The KSE 100-share index, therefore, broke the barrier of 5,000 on active selling by all and sundry amid rumours of fresh selling on the overvalued counters. It finally finished with a fresh sharp setback of 90.02 points at 4,997.35 as compared to 5,087.37 a day earlier as all leading base suffered fresh pruning at the still higher levels.

Now there could be free for all as the downward breach of the psychological barrier of 5,000 best known as benchmark for the market's upward journey to the index level of 6,000 points is feared to have pushed the market into the danger zone from where it could move further lower.

The opening was fairly promising followed by official clarification that the mutual funds are exempted from the withholding tax levied in the budget at the rate of 0.5 per cent as a section of investors picked some of the low-priced funds ruling well below their face values for the last couple of years.

But what seems to have accelerated the pace of selling was reports that the punters have been served with exposure notices apparently owing to their failure to meet their clearing demand, brokers said.

"And triggered panic-selling from those who were served with notices as they tried to line up funds to clear their outstanding positions", they said "an identical sell-off came from the weak holders who could not precisely understand the cause behind the prevailing panic".

What is more disturbing is the fact that financial institutions did not come to rescue of the market as there was no intervention from them even on those counters, which ensure handsome capital gains, analysts said.

The near-term direction of the market is unclear as there are bearish signals all along even from the political front and tribal areas where fighting between the militants and the law enforcing agencies continues, they said.

Minus signs again dominated the list, major losers being Pakistan Refinery on post-dividend selling, Millat Tractors, IGI Insurance and Arif Habib Securities, off Rs7.50 to Rs18. Other notable losers included Island Textiles, Reckit and Benckiser, Murree Brewery and Shezan International, off Rs4 to Rs5.

Leading gainers included Javed Omer, EFU Insurance, National Foods, Cherat Papersack, Habib Sugar, Pakistan Cables, and some others, up by Rs3.05 to Rs5. Trading volume rose to 191m shares from the previous 176m shares owing to heavy selling in the overvalued shares, while gainers trailed far behind the losers at 95 to 193, with 38 shares holding on to the last levels.

OGDC topped the list of actives and fell sharply by Rs3.15 at Rs59.10 on 36m shares followed by Chakwal Cement, up by 90 paisa at Rs8.85 on 25m shares, D.G.Khan Cement, off Rs1.65 at Rs54.20 on 20m shares, Hub-Power, unchanged at Rs31.20 on 12m shares and PTCL, lower 75 paisa at Rs38.40.

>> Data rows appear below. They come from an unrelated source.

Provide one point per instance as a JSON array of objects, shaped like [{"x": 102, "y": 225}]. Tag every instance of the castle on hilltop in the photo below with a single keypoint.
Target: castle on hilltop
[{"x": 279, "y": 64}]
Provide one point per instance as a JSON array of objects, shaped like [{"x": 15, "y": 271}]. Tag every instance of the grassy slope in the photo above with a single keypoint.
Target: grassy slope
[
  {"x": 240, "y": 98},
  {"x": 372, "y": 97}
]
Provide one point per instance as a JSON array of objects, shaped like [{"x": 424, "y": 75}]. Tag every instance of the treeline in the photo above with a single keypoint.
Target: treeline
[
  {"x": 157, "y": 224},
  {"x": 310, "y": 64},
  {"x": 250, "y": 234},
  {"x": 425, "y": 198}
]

On the forward counter Pakistan Petroleum also attracted large selling and fell by Rs2.10 at Rs108.50 on 28m shares. Other actives were led by Bank of Punjab, lower 90 paisa on 8m shares, Fauji Fertilizer Bin Qasim, easy 50 paisa on 7m shares, National Bank, off 80 paisa also on 7m shares, Lucky Cement, easy 35 paisa on 6m shares and Nishat Mills, lower 95 paisa also on 6m shares.

FORWARD COUNTER: In sympathy with steep decline in the ready section, speculative issues on the forward counter also suffered sharp pruning under the lead of PSO and Pakistan Oilfields, off Rs2.50 and Rs2.70 respectively.

Among the other actives, Pakistan Petroleum was again on the top, off Rs2.10 at Rs108.50 on 28m shares followed by OGDC, easy Rs250 at Rs59.30 on 15m shares, D.G.Khan Cement, lower Rs1.50 at Rs54.40 on 6m shares, PTCL, easy 65 paisa at Rs38.50 on 5m shares and National Bank, off 75 paisa at Rs67.80 on 3m shares.

DEFAULTER COS: Dull trading was witnessed on this counter in the absence of demand. Prices showed either-way fractional changes amid slow trading.

DIVIDEND: Cherat Cement, cash 40 per cent, plus bonus shares of 25 per cent, Artistic Denim, cash 40 per cent, Pakistan Refinery, final 25 per cent, interim of the same amount already paid, Karam Ceramics, cash 15 per cent, Guardian Modaraba, cash 10 per cent, Habib Modaraba, cash 20 per cent, right shares 100 per cent, Hajveri Modaraba, Dynea Pakistan, International Knitwear, all nil.